Wednesday, September 29, 2010

How Much is He Worth, Part 1

At the funeral of a wealthy person we often hear the question, “How much was he worth?” I submit that the answer will inevitably be wrong and in fact the question is impossible to answer adequately. There are at least two reasons for this:

First, the answer is usually given in dollars, claiming that the person is worth $10 million, or a billion etc. That assumes that men are to be measured in money.

Second, the “worth” so defined considers only how much the person has at a given moment. What he has earned and spent or given away is neglected.

Consider for example Jon Huntsman, once ranked as the 47th richest man alive. After his death someone might ask what he was worth and the answer might be zero, nothing, zilch. Huntsman's ambition is to donate his fortune to the effort to eradicate cancer and to die broke. If he achieves that he will have no money at all. Would he really be worth nothing?

A much better measure of a man is described in the book Co-opetition.* The authors use the term “added value” to describe the worth of any person or company in any endeavor (which they call a game since the book is about applying game theory to business). Added value is the value of the endeavor with the person or company in the “game” minus the value of the endeavor without the person or company.
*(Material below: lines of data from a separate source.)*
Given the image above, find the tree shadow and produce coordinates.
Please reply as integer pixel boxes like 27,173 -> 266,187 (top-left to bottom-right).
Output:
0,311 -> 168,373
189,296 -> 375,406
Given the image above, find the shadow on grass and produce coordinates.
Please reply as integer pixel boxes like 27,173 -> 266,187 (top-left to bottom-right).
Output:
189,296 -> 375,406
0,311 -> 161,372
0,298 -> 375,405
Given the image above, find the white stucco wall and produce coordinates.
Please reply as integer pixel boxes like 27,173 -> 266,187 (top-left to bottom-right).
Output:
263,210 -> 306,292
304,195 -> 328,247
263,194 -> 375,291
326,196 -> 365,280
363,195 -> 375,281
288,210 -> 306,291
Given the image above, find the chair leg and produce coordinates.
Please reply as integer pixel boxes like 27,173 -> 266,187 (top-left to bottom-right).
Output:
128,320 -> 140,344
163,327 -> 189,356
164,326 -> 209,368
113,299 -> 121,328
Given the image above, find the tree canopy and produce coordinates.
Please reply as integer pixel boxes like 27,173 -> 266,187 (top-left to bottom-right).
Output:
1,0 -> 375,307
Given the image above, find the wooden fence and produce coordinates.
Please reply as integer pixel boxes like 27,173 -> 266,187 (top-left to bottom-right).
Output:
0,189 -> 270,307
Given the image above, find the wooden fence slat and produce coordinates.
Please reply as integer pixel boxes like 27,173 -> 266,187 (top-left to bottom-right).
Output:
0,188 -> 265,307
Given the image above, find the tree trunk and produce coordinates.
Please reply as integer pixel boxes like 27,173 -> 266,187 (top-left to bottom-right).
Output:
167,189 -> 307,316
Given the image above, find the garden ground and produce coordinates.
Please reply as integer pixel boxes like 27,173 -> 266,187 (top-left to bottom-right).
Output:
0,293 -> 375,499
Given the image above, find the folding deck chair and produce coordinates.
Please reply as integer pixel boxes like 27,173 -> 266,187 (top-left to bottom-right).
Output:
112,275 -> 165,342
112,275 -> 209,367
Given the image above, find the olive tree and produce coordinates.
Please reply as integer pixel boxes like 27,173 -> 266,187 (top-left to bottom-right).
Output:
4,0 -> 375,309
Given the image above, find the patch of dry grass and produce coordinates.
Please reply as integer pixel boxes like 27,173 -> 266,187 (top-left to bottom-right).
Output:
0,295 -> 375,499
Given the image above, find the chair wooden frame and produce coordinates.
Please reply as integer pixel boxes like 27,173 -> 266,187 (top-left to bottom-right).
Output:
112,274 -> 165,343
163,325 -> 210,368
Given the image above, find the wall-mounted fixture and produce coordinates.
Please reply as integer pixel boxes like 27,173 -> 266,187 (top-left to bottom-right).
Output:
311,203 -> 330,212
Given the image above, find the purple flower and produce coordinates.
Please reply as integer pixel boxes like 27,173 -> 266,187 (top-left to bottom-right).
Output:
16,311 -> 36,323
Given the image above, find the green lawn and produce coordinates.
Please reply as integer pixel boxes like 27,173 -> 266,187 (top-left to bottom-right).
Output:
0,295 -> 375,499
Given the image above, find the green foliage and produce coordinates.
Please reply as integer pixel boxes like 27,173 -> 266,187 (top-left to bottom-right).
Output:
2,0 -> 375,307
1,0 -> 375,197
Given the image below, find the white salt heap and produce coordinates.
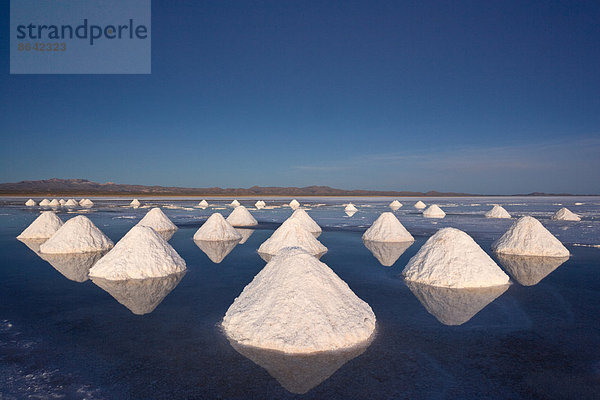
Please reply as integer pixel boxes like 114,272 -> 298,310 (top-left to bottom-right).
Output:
40,215 -> 113,254
90,225 -> 186,281
492,216 -> 569,257
17,211 -> 63,239
258,218 -> 327,261
223,248 -> 375,353
485,204 -> 510,218
362,212 -> 415,242
194,213 -> 242,241
552,207 -> 581,221
137,207 -> 177,232
227,206 -> 258,226
402,228 -> 509,288
423,204 -> 446,218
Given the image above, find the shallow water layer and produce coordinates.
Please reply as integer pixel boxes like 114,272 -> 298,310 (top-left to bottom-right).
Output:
0,198 -> 600,399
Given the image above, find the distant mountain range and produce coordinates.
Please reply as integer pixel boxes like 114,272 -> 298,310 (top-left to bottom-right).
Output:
0,178 -> 570,197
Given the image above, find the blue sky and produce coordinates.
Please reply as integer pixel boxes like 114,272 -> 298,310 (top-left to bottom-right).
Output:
0,0 -> 600,193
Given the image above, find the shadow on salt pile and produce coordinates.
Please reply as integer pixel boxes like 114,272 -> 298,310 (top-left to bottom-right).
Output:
229,335 -> 375,394
91,272 -> 185,315
496,253 -> 569,286
404,280 -> 510,325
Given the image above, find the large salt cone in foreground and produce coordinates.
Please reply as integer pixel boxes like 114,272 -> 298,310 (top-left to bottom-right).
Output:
362,212 -> 415,242
405,281 -> 510,325
194,213 -> 242,241
17,211 -> 63,239
137,207 -> 177,232
92,271 -> 185,315
492,216 -> 570,257
194,240 -> 240,264
258,219 -> 327,261
552,207 -> 581,221
222,248 -> 375,354
363,240 -> 414,267
40,215 -> 113,254
229,334 -> 372,394
496,253 -> 569,286
485,205 -> 510,218
402,228 -> 509,288
90,226 -> 186,281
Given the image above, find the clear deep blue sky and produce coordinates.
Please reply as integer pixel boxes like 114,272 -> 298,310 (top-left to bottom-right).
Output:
0,0 -> 600,193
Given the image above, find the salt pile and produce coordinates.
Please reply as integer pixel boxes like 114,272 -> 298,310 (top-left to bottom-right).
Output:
485,205 -> 510,218
194,213 -> 242,241
362,212 -> 415,242
402,228 -> 509,288
492,216 -> 569,257
40,215 -> 113,254
137,207 -> 177,232
90,225 -> 186,281
258,219 -> 327,261
552,207 -> 581,221
17,211 -> 63,239
423,204 -> 446,218
223,248 -> 375,354
227,206 -> 258,226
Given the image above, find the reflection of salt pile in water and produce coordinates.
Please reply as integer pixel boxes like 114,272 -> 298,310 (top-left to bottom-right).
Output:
223,248 -> 375,353
485,204 -> 510,218
194,213 -> 242,241
90,225 -> 186,281
552,207 -> 581,221
497,253 -> 569,286
230,340 -> 371,394
402,228 -> 509,288
258,218 -> 327,261
492,217 -> 569,257
40,215 -> 113,254
227,206 -> 258,226
17,211 -> 63,239
405,281 -> 510,325
92,272 -> 185,315
423,204 -> 446,218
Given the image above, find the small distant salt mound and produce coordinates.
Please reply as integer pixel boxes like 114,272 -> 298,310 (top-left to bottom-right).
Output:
552,207 -> 581,221
258,219 -> 327,261
423,204 -> 446,218
227,206 -> 258,226
288,208 -> 322,237
194,213 -> 242,241
90,225 -> 186,281
17,211 -> 63,239
402,228 -> 509,288
492,216 -> 570,257
222,248 -> 375,354
485,205 -> 510,218
137,207 -> 177,232
362,212 -> 415,242
40,215 -> 113,254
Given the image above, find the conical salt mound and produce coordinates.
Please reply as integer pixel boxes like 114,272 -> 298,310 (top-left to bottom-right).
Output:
17,211 -> 63,239
258,219 -> 327,261
485,205 -> 510,218
402,228 -> 509,288
288,208 -> 322,236
492,216 -> 570,257
362,212 -> 415,242
194,213 -> 242,241
423,204 -> 446,218
40,215 -> 113,254
227,206 -> 258,226
552,207 -> 581,221
90,225 -> 186,281
137,207 -> 177,232
223,248 -> 375,353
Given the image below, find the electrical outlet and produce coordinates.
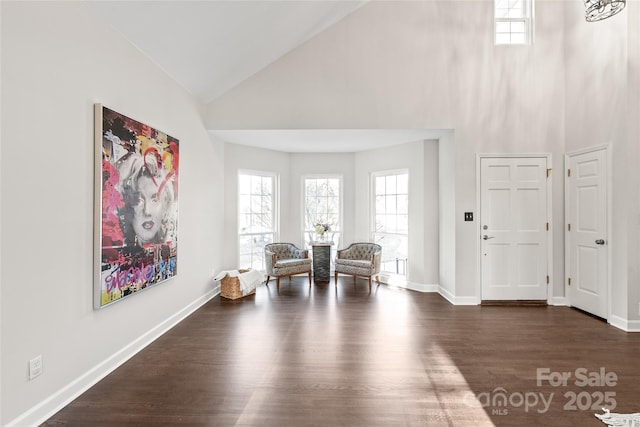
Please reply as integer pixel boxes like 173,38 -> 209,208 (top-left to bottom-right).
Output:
29,355 -> 42,380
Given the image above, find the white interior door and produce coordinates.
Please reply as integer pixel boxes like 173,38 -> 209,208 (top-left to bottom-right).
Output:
480,157 -> 548,300
566,148 -> 609,318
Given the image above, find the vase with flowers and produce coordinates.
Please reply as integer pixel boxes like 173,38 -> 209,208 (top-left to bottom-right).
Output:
315,222 -> 331,242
If we consider Mr. Huntsman in that manner we might look at the value he has added to our society by his efforts to eradicate a terrible disease. Could we assign a dollar figure to that? I doubt it. We might be able to determine how many dollars he has given but not the result of those gifts. How many lives has he saved? We cannot know. It is impossible to calculate what Mr. Huntsman has been worth to society.

Even if we could put a dollar figure on people like Jon Huntsman, is that adequate? I would say that it is not. Money is necessary in our society but not the only thing people desire. In fact money itself is good only for what it can do in terms of other values. The person who hoards money for its own sake is called a miser and usually lives a miserable life. (In fact I wonder if it is coincidence that “miserable” sounds so much like “miser.”) No, money is not the measure of a person's worth

That confusion is the source of much mischief in our society. Too often we think of the job that pays a lot of money as more important than one paying little. We regard physicians as of more value than plumbers even though plumbers do more for our health than do physicians. We regard the person working for money as of more value than the mother who stays home and raises great children, though our society depends on the nurture of children for its continued existence. A mother's work, important though it is, cannot be measured in dollars so we tend to value it less than its immeasurable worth.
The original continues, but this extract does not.